CHAPTER THIRTY-SEVEN. Fried chicken

They had taken up housekeeping with the chicken lady. They gorged themselves on her supplies, and didn’t worry about the long winter to come. The floor was littered with empty cans, boxes, and cardboard packaging. They had pillaged her closet and spread out all the textile they could find around the woodstove. There they lay, purring like bloated cats. Her bed in the little niche behind the stove, with its ticked mattress of straw and its featherbed, had been appropriated by the poacher. The chicken lady herself had withdrawn to an old easy chair; through eyelids narrowed to slits, she watched the skinny ghosts who had invaded her home. They were hungry and sleepy. They stoked the stove till it glowed, bringing in wood from the lean-to outside, and wringing the neck of one chicken after the other. The blackened pan on the roaring stove was the epicentre of their contentment. There could be no more wonderful smell than the odour of a chicken hissing and popping in lard.

Afterwards they fell asleep again around the stove.

Outside, in a bag on the doorpost, hung the thing that had led them to this abundance. They nodded to it upon leaving or entering the house, and murmured words of thanks.

Sometimes the woman knelt out front, laying a wreath of charms and incantations around the doorway. None of them doubted the power the head emanated. They had expelled the black man and killed him by orders of an implicit group will; now they lived on intimate terms with his head. It lived; it sent signals. The woman understood his messages, and arranged them into a tightly knit cult. The others followed hesitantly. Even the most stubborn atheist among them, the man from Ashkhabad, sank down before the head and raised his thoughts on high.

Vitaly was the only one who didn’t take part, rarely emerging from the mist of his ghost realm.

The poacher paid respects to the head in the same even-keeled way he did everything: with dogged conviction and to the exclusion of anything that might distract him. He talked at times about the thicket of horrors, the never-ending suffering at the hard hand of circumstance. You had to steel yourself; you had to learn how to bear up.

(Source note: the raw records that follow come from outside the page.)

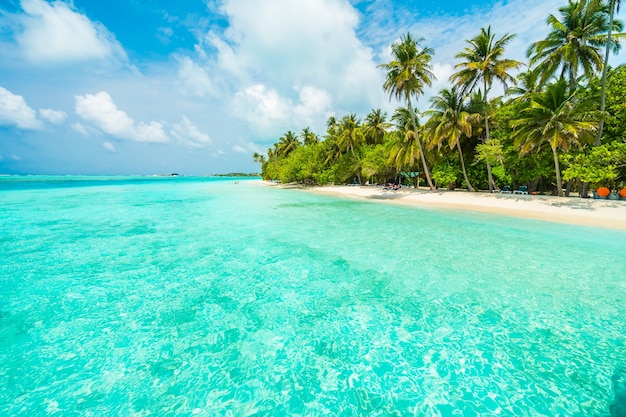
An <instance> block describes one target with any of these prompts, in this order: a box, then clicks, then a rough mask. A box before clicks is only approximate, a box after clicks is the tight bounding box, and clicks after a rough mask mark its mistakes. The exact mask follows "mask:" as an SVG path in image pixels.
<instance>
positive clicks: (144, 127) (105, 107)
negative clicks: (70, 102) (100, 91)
mask: <svg viewBox="0 0 626 417" xmlns="http://www.w3.org/2000/svg"><path fill="white" fill-rule="evenodd" d="M74 98H75V100H76V114H78V115H79V116H80V117H82V118H83V119H84V120H86V121H88V122H91V123H92V124H93V125H94V126H96V127H98V128H99V129H101V130H102V131H103V132H105V133H107V134H109V135H112V136H114V137H116V138H119V139H127V140H133V141H137V142H155V143H165V142H168V140H169V139H168V137H167V135H166V134H165V132H164V131H163V125H162V124H161V123H159V122H154V121H152V122H150V123H139V124H136V123H135V121H134V120H133V119H132V118H130V117H129V116H128V115H127V114H126V113H125V112H124V111H122V110H119V109H118V108H117V106H116V105H115V103H114V102H113V99H112V98H111V96H110V95H109V94H108V93H106V92H104V91H102V92H100V93H97V94H85V95H84V96H75V97H74Z"/></svg>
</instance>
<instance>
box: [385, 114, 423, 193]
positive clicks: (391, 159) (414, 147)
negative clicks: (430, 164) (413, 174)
mask: <svg viewBox="0 0 626 417" xmlns="http://www.w3.org/2000/svg"><path fill="white" fill-rule="evenodd" d="M411 112H413V113H415V110H414V109H411V110H410V111H409V109H408V108H407V107H398V108H397V109H396V111H395V112H394V113H393V115H392V116H391V120H392V122H393V125H394V130H393V131H391V132H389V134H388V136H389V141H388V142H387V155H388V160H389V163H391V164H392V165H393V167H394V168H395V169H396V172H398V171H401V170H402V169H405V168H407V169H409V170H412V168H413V167H416V166H417V165H418V164H419V161H420V157H419V155H420V153H421V150H420V148H421V147H420V144H419V142H418V139H417V138H418V134H417V133H416V132H415V131H414V130H413V129H414V127H413V126H414V124H413V123H414V122H413V120H417V114H413V115H411ZM417 128H418V133H419V129H421V126H420V125H419V121H418V122H417ZM415 186H416V187H417V186H419V178H416V179H415Z"/></svg>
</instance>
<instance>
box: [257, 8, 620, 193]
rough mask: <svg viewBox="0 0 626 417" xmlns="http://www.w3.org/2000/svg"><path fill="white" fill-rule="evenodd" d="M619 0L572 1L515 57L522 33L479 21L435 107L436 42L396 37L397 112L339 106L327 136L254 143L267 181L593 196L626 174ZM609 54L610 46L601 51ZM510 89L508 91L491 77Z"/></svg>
mask: <svg viewBox="0 0 626 417" xmlns="http://www.w3.org/2000/svg"><path fill="white" fill-rule="evenodd" d="M619 6H620V0H568V1H567V4H565V5H563V6H561V7H559V8H558V10H557V13H555V14H551V15H549V16H548V17H547V19H546V24H547V27H548V29H549V31H548V35H547V36H546V38H545V39H541V40H538V41H536V42H534V43H532V44H531V45H530V46H529V47H528V49H527V58H528V61H527V62H519V61H516V60H513V59H510V58H509V57H508V55H507V50H506V48H507V46H508V44H509V43H510V41H511V40H512V39H514V37H515V35H514V34H495V33H493V32H492V30H491V28H490V27H486V28H481V29H480V30H479V32H478V34H477V35H476V36H475V37H473V38H471V39H469V40H468V41H467V43H466V45H467V46H466V47H465V48H464V49H463V50H462V51H460V52H459V53H458V54H457V55H456V58H457V59H458V60H459V61H458V62H457V63H456V65H455V72H454V73H453V74H452V76H451V77H450V80H449V83H450V85H449V87H448V88H444V89H442V90H441V91H439V92H438V93H437V94H435V95H434V96H433V97H432V98H431V99H430V102H429V105H430V106H429V107H428V108H427V110H425V111H423V112H420V111H419V110H418V108H419V107H420V106H419V104H420V102H419V100H420V98H421V97H422V96H423V94H424V90H425V88H426V87H429V86H431V85H432V83H433V81H434V80H435V75H434V73H433V69H432V59H433V55H434V53H435V51H433V50H432V49H431V48H429V47H428V46H425V45H424V40H423V39H421V38H417V37H414V35H412V34H410V33H407V34H405V35H403V36H402V37H401V38H400V39H399V40H398V41H397V42H394V43H393V44H392V45H391V61H390V62H388V63H383V64H381V65H380V66H379V68H380V69H381V70H382V71H384V72H385V81H384V83H383V85H382V86H381V88H382V89H383V90H384V91H385V92H387V93H388V94H389V96H390V99H395V100H397V102H398V107H397V108H396V109H395V111H394V112H393V113H392V114H391V115H388V114H386V113H385V112H383V111H382V110H381V109H372V110H371V112H370V113H369V114H367V115H365V116H364V117H360V116H359V115H357V114H354V113H351V114H347V115H343V116H331V117H329V118H328V121H327V123H326V131H325V132H323V133H321V134H320V135H318V134H316V133H314V132H312V131H311V129H310V128H308V127H305V128H304V129H302V131H301V132H300V133H295V132H293V131H288V132H286V133H285V134H284V135H283V136H281V137H280V138H278V139H277V141H276V142H275V143H274V145H273V146H272V147H271V148H269V149H268V150H267V154H265V155H261V154H259V153H255V154H254V155H253V159H254V160H255V161H256V162H257V163H258V164H259V167H260V168H261V173H262V176H263V178H264V179H267V180H277V181H281V182H284V183H288V182H298V183H303V184H329V183H348V184H360V185H366V184H378V183H387V182H390V181H393V182H401V183H404V184H406V185H412V186H415V187H419V186H426V187H428V188H429V189H431V190H435V189H437V188H466V189H468V190H469V191H474V190H475V189H483V190H492V191H495V190H498V189H499V188H501V187H503V186H510V187H512V188H516V187H518V186H521V185H525V186H527V187H528V189H529V191H530V192H536V193H548V194H553V195H558V196H561V195H564V194H566V195H568V194H569V193H570V192H572V191H577V192H579V193H580V194H581V195H585V194H586V189H587V188H586V187H587V186H590V187H592V188H596V187H600V186H606V187H609V188H611V189H616V188H621V187H623V186H624V182H625V181H626V134H625V132H624V126H626V67H625V66H621V65H620V66H617V67H614V68H612V67H610V66H609V57H610V55H611V53H615V52H617V51H618V50H619V48H620V40H621V39H622V38H623V36H624V33H622V30H623V24H622V22H621V21H619V20H618V19H616V18H615V14H616V12H617V11H618V10H619ZM603 55H604V56H603ZM494 84H496V85H498V86H501V87H502V88H503V90H502V91H503V92H504V94H503V95H497V94H495V93H494V91H493V89H492V86H493V85H494Z"/></svg>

They spoke quietly to the head, each on their own, beneath their breath and unintelligibly to the others, jointly sounding like a dull buzz. Along that humming, resonating web they sent him their dreams and lamentations by airmail — their supplications for a good end to their journey.

The chicken lady stepped around the bowed figures on the little wooden porch and went on living imperturbably, as though nothing had happened. They heard her voice only when she called her chickens; she spoke to them in soothing sounds in which no human language could be discerned.

Inside the little house, the lady and the new inhabitants slipped past each other like fish in a pond; whenever someone asked her the name of the village or where the other villagers had gone, she was so startled that after a while they stopped asking at all.

The poacher had found tyre tracks outside the village. The deep, frozen ruts disappeared in a westerly direction, in a route crossed by other tracks here and there. The village was being visited from time to time by someone with a jeep — someone who brought the chicken lady her supplies.

The poacher stood staring worriedly at the graphite-grey sky to the north. A growl of disapproval rose from the back of his throat. They had talked about it before — about whether, and if so when, they should move on. They would have to be quick about it now, the poacher said, before the tracks disappeared under the snow.

Now he and the boy were standing beside each other at the edge of the village. The hard-frozen grassland stretched out before them, white and crackling with cold. The poacher scratched at his beard and squinted. His eyes fixed on something in the distance, he said: ‘We can’t wait any longer.’ The steam from his nostrils scattered quickly.